Design — System-wide trading kill-switch (`CVN-N001-EF-S02`)¶

story_id: CVN-N001-EF-S02 epic_id: CVN-N001-EF (#729) need_id: CVN-N001 (F1 mission) Authors: Dominique (operator) + Claude Reviewers: Expert Committee (plan_review mode B) Status: draft Created: 2026-04-28 Last updated: 2026-04-28

Changelog¶

Date	Change
2026-04-28	Initial draft for committee review

1. Problem restated¶

Per F1_buy boost committee finding (session 8db2529d, Ops persona) :

Implement a System-Wide Kill-Switch: Develop and integrate an explicit, easily accessible mechanism to immediately halt all trading activity or revert the system to a predefined safe state in an emergency.

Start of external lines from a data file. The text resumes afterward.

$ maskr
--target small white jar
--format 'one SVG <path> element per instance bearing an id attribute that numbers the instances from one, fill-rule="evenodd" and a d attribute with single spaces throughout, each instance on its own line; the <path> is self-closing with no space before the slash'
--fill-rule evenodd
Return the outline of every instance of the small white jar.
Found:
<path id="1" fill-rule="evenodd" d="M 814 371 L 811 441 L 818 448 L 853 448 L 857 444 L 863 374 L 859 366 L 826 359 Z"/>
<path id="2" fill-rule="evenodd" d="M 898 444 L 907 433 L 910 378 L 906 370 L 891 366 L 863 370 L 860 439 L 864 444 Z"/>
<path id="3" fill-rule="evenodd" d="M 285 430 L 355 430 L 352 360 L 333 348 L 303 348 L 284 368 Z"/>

Today the project has partial kill-switch primitives :

RiskManager.activate_kill_switch(reason) at src/paper_trading/safety/cvntrade_risk_manager.py:201 — sets in-memory _killed=True
Kernel checks _killed at src/paper_trading/cvntrade_paper_trading_engine.py:1667 (every ~1s tick)
Pre-trade check rejects when killed at line 2225
Auto-activation on global drawdown breach (line 175)
One activation channel : Airflow DAG dag_pte__7_killswitch.py

Gap : the state is per-process in-memory. Multiple paper / live engine instances each hold their own _killed flag. Restart loses state. Activation requires triggering one specific Airflow DAG. There is no single source of truth, no Console button, no env-var safety, no Grafana auto-trigger, no audit table beyond Loki logs.

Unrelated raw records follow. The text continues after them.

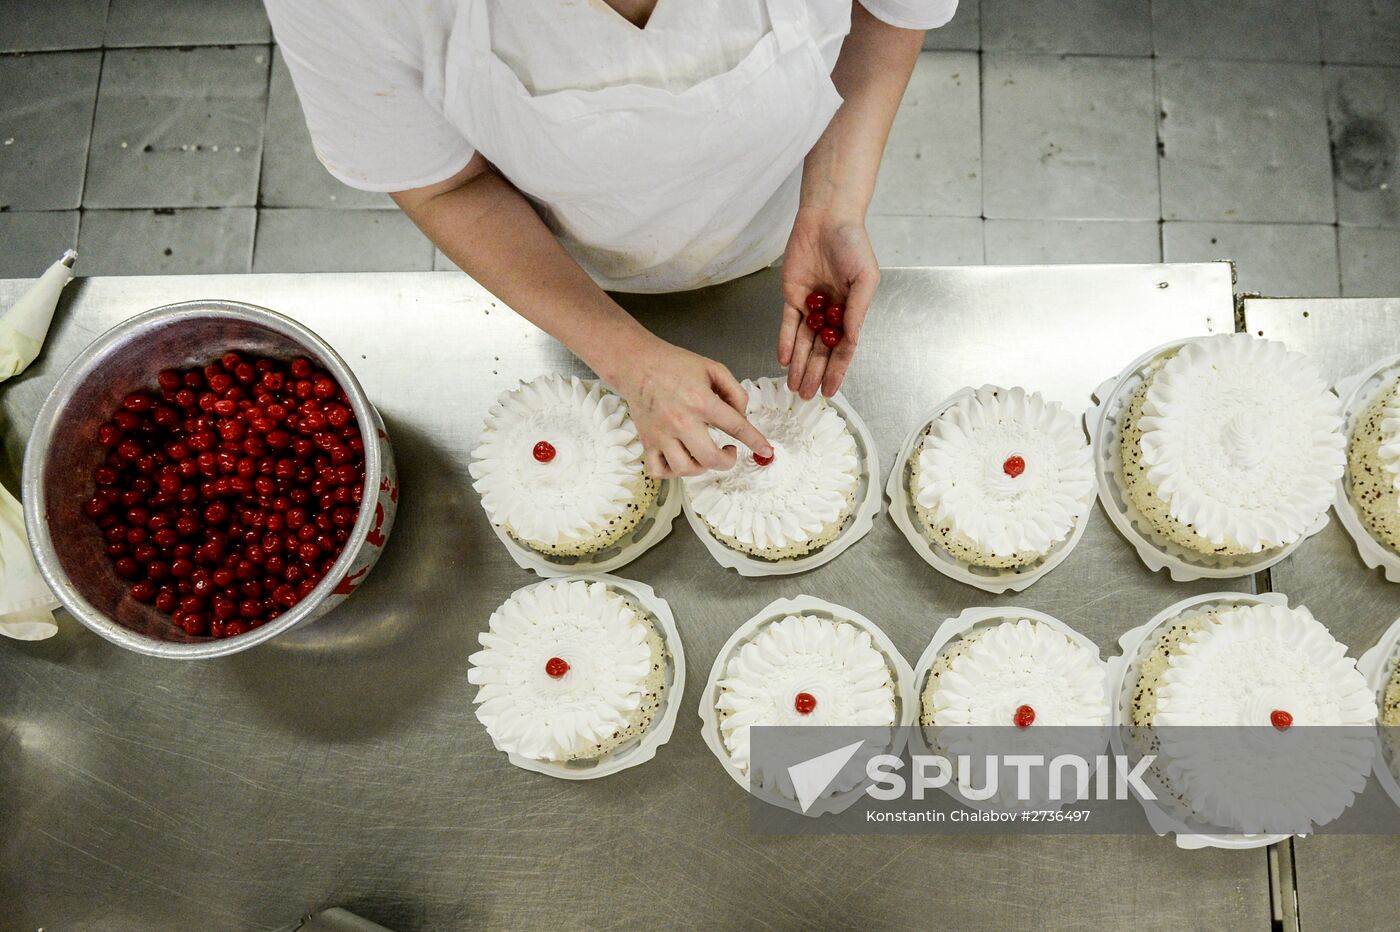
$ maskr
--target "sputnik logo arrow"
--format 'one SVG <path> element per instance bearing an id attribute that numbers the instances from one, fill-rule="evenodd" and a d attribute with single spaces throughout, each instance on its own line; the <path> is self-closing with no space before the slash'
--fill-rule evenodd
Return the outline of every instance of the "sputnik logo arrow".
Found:
<path id="1" fill-rule="evenodd" d="M 788 776 L 792 779 L 792 788 L 797 791 L 797 804 L 802 807 L 805 813 L 812 808 L 812 803 L 816 802 L 826 792 L 826 788 L 831 785 L 831 781 L 836 779 L 836 775 L 841 772 L 841 768 L 856 756 L 856 751 L 865 741 L 857 741 L 848 744 L 843 748 L 834 751 L 827 751 L 816 757 L 804 760 L 800 764 L 793 764 L 788 768 Z"/>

2. Goals (from #708, refined)¶

Single source of truth : kill-switch state lives in PostgreSQL ; every trading decision reads it (no per-process cache surviving > 500ms).
Multi-channel activation : Console UI button, CLI command, K8s env var (boot-time), Grafana alert webhook, existing Airflow DAG.
Reversible : disengagement uses the same channels (except env var, which requires a pod restart).
Auditable : every flip emits structured log + writes to history table + OpenTelemetry span.
Fail-safe on connectivity loss : if PG is unreachable for > N consecutive polls, behave as if engaged (do NOT trade in the dark).
Halt latency < 1 s : from operator click to pre-trade rejection.
Operator-only disengagement : auto-engage exists (drawdown / circuit breaker / connectivity) ; auto-disengage does NOT exist (prevents flapping).

3. Non-goals¶

Not a per-strategy / per-crypto pause — that lives in the FTF factor toggles (ADR-56) or in ftf_config.cryptos.
Not a graceful drain by itself — in-flight orders are NOT cancelled by the kill-switch transition. However, per committee session 4c388b4c BLOCKER, a companion flatten_all Story is now MANDATORY before any live trading — it ships in the implementation Epic CVN-N001-EG (see §7) and provides a separate channel (Console button + CLI) to cancel open positions on demand. Until flatten_all ships, this engine is allowed only in paper mode.
Not a partial halt — there is no "pause new trades but allow exits". Exits (TP/SL/timeout) continue to run on existing positions because that's the safer behavior ; the switch halts new BUY signals + new allocations.
Not a per-account / per-API-key gate — that's exchange-side rate limiting / risk controls, out of our scope.

4. Architecture¶

4.1 Storage (PostgreSQL)¶

New table kill_switch_state (single-row, like ftf_config) :

-- infra/migrations/0XX_kill_switch.sql
CREATE TABLE IF NOT EXISTS kill_switch_state (
    id           INT PRIMARY KEY DEFAULT 1 CHECK (id = 1),  -- single row
    engaged      BOOLEAN NOT NULL DEFAULT FALSE,
    engaged_at   TIMESTAMPTZ,
    engaged_by   TEXT,                    -- operator handle, "system:drawdown", "system:circuit_breaker", etc.
    reason       TEXT,
    lock_version INT NOT NULL DEFAULT 0,  -- optimistic concurrency
    updated_at   TIMESTAMPTZ NOT NULL DEFAULT NOW()
);
INSERT INTO kill_switch_state (id, engaged) VALUES (1, FALSE) ON CONFLICT DO NOTHING;

CREATE TABLE IF NOT EXISTS kill_switch_history (
    id          BIGSERIAL PRIMARY KEY,
    transition  TEXT NOT NULL CHECK (transition IN ('engage', 'disengage')),
    actor       TEXT NOT NULL,           -- operator handle or "system:..."
    reason      TEXT,
    channel     TEXT NOT NULL,           -- 'console_ui' | 'cli' | 'env_var' | 'grafana_webhook' | 'airflow_dag' | 'auto_drawdown' | 'auto_circuit_breaker' | 'auto_pg_unreachable'
    occurred_at TIMESTAMPTZ NOT NULL DEFAULT NOW()
);
CREATE INDEX kill_switch_history_occurred_at_idx ON kill_switch_history (occurred_at DESC);

Why a dedicated table and not ftf_config.base_env.kill_switch.* : - ftf_config carries pipeline parameters (ADR-59 scope) ; mixing safety state into the same blob risks an operator editing the wrong key. - A separate table allows row-level audit trigger (kill_switch_history) without polluting ftf_config_history. - The 1-row check + lock_version makes concurrent writes from multiple channels safe.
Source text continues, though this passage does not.